How is God certainly with His [Eternal] Church, and with every individual member of it? First of all, in the great and glorious fact of living union,–Jehovah, Father, Son and Spirit, ever with His people. “I in them, and Thou in Me, that they may be made perfect in One.” (John 17:23) Can you compass this word? I cannot. I stand in wonder, adoration and amazement.

“It is a deep that knows no sounding,
Without bottom or a shore.”

But it is a living fact. Your spiritual existence and mine depends upon it. It is a union which nothing can sever, a union, which nothing can dissolve: a union with God the Father through His Son; a union with God the Son through His Spirit! Father, Son and Spirit in living union with the worm Jacob! In living union with every tried saint! It is the covenant; it is the covenant union.

Secondly, and very briefly, WHEN is He with His people? Always. Have I been brought to depend day by day upon Christ Jesus the Lord? Have I been brought day by day, under a sense of weakness and dependence to cleave wholly to Jesus because there is no other refuge for my soul? Will He accept me? The Spirit of the living God proceeding from the Father through the Son comes into the soul, and faith, hope and love, the gifts and graces of the Spirit, are manifested thereby. Is it your daily experience? There are so many who can speak of their conversion so many years ago, and apparently things have gone on smoothly with them ever since. Why, we have to prove that in ourselves we are worse than nothing and vanity. God keep us from being unfruitful, dead branches, filled with self-conceit, filled with false piety. “I was converted years ago; that is all past and gone.” Then you do not want this promise, “Certainly I will be with thee.”

Now the God who did all this in eternity, the God who became incarnate, the God who in Person of His Son suffered, bled and died on Calvary’s cross, and who has now risen to die no more, has said, “Certainly I will be with thee.” May the comforter revive us in this precious knowledge. Never has He failed us. He has suffered us to hunger, but in another place we read, “The Lord will not suffer the soul of the righteous to famish.”

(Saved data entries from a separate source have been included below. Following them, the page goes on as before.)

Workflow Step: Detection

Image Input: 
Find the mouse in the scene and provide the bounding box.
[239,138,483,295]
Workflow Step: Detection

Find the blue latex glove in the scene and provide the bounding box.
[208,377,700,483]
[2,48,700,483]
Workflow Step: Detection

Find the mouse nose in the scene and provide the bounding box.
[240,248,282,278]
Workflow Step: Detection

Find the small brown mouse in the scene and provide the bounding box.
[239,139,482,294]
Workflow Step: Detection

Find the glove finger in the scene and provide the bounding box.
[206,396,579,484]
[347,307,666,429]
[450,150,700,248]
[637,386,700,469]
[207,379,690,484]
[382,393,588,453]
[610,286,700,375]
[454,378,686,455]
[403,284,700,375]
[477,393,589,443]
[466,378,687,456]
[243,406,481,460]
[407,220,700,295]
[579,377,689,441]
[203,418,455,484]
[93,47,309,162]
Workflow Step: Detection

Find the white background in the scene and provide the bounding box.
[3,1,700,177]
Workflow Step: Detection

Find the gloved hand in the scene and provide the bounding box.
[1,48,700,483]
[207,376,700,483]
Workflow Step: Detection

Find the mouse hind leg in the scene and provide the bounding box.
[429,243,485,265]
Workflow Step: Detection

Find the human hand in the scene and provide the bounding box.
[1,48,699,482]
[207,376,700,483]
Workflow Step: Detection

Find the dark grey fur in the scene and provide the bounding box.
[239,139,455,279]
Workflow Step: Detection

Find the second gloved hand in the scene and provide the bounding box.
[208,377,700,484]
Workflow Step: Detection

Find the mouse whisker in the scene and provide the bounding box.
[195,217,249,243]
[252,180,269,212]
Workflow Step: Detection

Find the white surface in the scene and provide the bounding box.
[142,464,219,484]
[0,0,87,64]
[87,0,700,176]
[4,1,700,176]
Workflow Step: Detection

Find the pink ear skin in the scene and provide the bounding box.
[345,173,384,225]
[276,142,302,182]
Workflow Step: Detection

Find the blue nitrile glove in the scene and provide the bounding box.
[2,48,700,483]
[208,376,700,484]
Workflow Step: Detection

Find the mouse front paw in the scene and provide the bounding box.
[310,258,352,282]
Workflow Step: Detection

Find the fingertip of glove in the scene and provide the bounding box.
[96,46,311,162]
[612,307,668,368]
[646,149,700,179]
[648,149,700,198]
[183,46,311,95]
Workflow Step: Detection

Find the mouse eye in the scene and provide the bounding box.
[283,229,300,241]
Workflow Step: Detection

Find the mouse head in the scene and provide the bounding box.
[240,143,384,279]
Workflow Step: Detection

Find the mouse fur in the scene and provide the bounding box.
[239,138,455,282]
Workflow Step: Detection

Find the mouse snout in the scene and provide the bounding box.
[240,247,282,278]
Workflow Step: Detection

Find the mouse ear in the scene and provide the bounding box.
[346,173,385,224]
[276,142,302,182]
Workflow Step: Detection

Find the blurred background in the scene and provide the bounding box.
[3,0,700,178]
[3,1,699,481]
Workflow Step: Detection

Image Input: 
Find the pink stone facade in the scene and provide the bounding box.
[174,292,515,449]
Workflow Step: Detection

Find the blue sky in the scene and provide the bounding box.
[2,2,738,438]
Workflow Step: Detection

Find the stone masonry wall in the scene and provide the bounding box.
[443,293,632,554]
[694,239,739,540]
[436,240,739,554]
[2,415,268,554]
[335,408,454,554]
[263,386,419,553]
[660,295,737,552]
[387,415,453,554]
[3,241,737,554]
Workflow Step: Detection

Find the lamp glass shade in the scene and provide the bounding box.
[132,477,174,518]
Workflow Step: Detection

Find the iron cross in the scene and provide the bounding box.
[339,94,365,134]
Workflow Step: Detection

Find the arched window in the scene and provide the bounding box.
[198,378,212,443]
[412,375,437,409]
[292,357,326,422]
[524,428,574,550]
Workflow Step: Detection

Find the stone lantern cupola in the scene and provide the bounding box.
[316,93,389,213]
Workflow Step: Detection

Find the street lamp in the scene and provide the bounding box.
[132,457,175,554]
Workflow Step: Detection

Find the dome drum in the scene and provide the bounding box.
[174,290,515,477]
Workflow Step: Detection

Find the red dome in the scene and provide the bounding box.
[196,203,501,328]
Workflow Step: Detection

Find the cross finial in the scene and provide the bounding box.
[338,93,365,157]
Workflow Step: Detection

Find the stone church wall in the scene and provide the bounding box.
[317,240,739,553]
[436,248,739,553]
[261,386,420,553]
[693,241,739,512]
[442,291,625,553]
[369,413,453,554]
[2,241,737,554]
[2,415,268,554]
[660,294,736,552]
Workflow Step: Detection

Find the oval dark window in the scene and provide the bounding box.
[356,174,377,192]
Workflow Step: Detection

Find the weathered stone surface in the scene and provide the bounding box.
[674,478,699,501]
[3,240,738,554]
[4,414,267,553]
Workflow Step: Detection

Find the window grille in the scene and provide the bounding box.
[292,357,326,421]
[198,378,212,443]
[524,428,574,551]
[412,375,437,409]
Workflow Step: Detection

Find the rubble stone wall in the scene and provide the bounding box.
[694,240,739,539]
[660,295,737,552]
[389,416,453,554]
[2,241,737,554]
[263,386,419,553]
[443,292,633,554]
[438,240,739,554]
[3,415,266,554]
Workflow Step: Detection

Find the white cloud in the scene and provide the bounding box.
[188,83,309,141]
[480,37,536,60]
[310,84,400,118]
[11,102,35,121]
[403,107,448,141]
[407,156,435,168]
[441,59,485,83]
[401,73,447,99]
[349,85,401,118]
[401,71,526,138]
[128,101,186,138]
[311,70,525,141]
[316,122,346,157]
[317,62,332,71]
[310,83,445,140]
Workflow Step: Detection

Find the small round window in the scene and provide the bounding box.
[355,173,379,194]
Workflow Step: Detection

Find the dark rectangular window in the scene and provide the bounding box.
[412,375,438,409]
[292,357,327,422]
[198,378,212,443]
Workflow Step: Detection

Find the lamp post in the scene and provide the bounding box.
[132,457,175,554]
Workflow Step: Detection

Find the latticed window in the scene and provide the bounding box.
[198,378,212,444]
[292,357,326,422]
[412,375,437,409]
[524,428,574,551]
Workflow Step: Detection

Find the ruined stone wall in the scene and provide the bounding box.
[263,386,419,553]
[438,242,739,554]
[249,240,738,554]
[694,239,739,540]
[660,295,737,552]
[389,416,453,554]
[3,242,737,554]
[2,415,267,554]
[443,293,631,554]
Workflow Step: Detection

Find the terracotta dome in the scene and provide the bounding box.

Lastly, WHY is this promise given? Because of our need, and so we are permitted to be brought into circumstances where Christ in the living experience of the heart is felt to be incalculably precious. Remember that word of John. It does not apply to John the Baptist merely, but to [every believer], “He must increase, but I must decrease.” To know the power and the preciousness, the touch, the grace, and the fullness of the Lord our God, there must be decrease on our part. We must go down, and He go up in our experience and estimation, so that the most needy shall know most of the stability of Christ. You mourn your deadness–“Certainly I will be with thee.” He is the Fountain of life, and it is life that makes you mourn your deadness. You mourn your darkness–“Certainly I will be with thee.” He is your light, and you have light to mourn over your darkness. You mourn over you lack of love. Satan may sometimes say, “You have no more love than I have,” but God knows we have. What a Saviour He is! “The full soul loatheth an honeycomb (Christ Jesus the Lord), but to the hungry soul every bitter thing is sweet,” (Proverbs 27:7) and God knows we do not loathe the honeycomb, and as hungry souls we shall yet know the sweetness of the bitter things.

“O, Christ He is the Fountain,
The deep sweet well of love!
The streams on earth I’ve tasted,
More deep I’ll drink above.
There to an ocean fulness
His mercy doth expand,
And glory, glory dwelleth
In Emmanuel’s land!”

God give unto us then that in the strength of this promise, we may go forward. With us in life, in death, in trouble, and in joy, and with us down all the ages of eternity!